Analysis of Watershed Water Quality Forecasting Performance in the Qinhuai River (QR) Basin, China, Using Machine Learning Models Coupled with Data-Driven Strategies
摘要
Predicting water quality is crucial for health and environmental management. This study developed a machine learning-based framework for predicting Total Phosphorus (TP) and Ammonia Nitrogen (NH₃-N) concentrations in the Qinhuai River (QR) basin. The framework integrates three machine learning models: Support Vector Machine (SVM), Random Forest (RF), and Long Short-Term Memory (LSTM), and multiple data-driven scenarios to forecast water quality for 24, 48, and 72 h. Three data-driven input scenarios were designed: water quality, hydrology, and rainfall parameters. Results show that the LSTM model performed best.
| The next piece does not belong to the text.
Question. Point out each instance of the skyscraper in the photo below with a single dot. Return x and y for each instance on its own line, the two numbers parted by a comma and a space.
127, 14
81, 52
For example, it achieved high accuracy (Nash-Sutcliffe Efficiency, or NSE = 0.84) in predicting NH₃-N one day ahead, and maintained strong performance (NSE = 0.72) even for 72-h TP forecasts. Performance declined with more input variables, indicating feature redundancy harms generalization. NH₃-N predictions were more accurate than TP and more sensitive to lead time. Spatially, the upper reach showed stable performance due to natural dominance; the middle reach captured a TP decline from 0.12 to 0.10 mg/L; the lower reach was most challenging due to tidal and pumping effects; and the part affected by water regulation showed high stability and optimal model performance. The framework performed well in downstream Yangtze River stations, highlighting its potential for broader water quality monitoring and watershed management.